25 Mar 2020, 13:58
Benjamin Wehrmann

Nuclear plant in Germany taken offline, corona crisis impacts on deconstruction plans

Passauer Neue Presse / Clean Energy Wire

The nuclear plant Gundremmingen in Bavaria will go offline until the end of March or early April due to a malfunctioning fuel element that needs replacing, the Passauer Neue Presse reports. A spokesperson from the plant, which is primarily owned by energy company RWE, said the disturbance does not pose a danger to the public as the plant is designed to cope with this sort of functional disorder. Another plant shutdown had already been scheduled for June, when Gundremmingen will go into a month-long annual review mode. Block B of the south German plant was taken offline at the end of 2017 in line with the country's planned nuclear power phase-out, which is scheduled for completion by the end of 2022. Gundremmingen is due to go offline completely one year earlier at the end of 2021. 

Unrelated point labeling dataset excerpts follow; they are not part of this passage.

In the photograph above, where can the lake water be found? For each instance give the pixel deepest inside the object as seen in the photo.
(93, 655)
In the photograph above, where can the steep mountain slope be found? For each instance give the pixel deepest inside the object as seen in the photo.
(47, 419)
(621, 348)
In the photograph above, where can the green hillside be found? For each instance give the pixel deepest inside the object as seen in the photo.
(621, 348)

Meanwhile, energy company EnBW said Germany’s coronavirus outbreak has impacted deconstruction plans for its Philippsburg nuclear plant in Baden-Wurttemberg. The controlled detonation of the plant's cooling towers will take place in mid-May at the earliest and the company will heed "responsible behaviour given the circumstances" for determining the exact demolition date. "When the detonation will take place exactly is completely open at this point," said EnBW's nuclear division head Jörg Michels. He added that a timely removal of the cooling towers is prerequisite for guaranteeing a secure power supply in southern Germany, as the area currently occupied by nuclear plant components is needed for a transformer station for long-distance power lines. These will transport electricity from renewable sources from the country's windy north to industrial centres in the south.

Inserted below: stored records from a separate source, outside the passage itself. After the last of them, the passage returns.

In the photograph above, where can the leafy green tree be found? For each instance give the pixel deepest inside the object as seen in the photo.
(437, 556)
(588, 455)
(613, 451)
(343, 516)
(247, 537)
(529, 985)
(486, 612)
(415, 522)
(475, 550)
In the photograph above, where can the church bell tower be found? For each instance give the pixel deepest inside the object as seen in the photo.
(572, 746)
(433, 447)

As of early 2020 there still were six nuclear plants in operation in the country. According to research institute Fraunhofer ISE, nuclear power provided about 14 percent of Germany's net electricity last year, less than half as much as in the year 2000. However, the shutdown of Gundremmingen's bloc B meant that Bavaria had to import large volumes of electricity in 2018 for the first time ever. Energy market observers say Germany must move quickly to get its renewables expansion back on track if the country wants to avoid a "green power gap" forcing it to rely on power imports or fossil reserve capacities as it phases out nuclear and coal power in the coming years.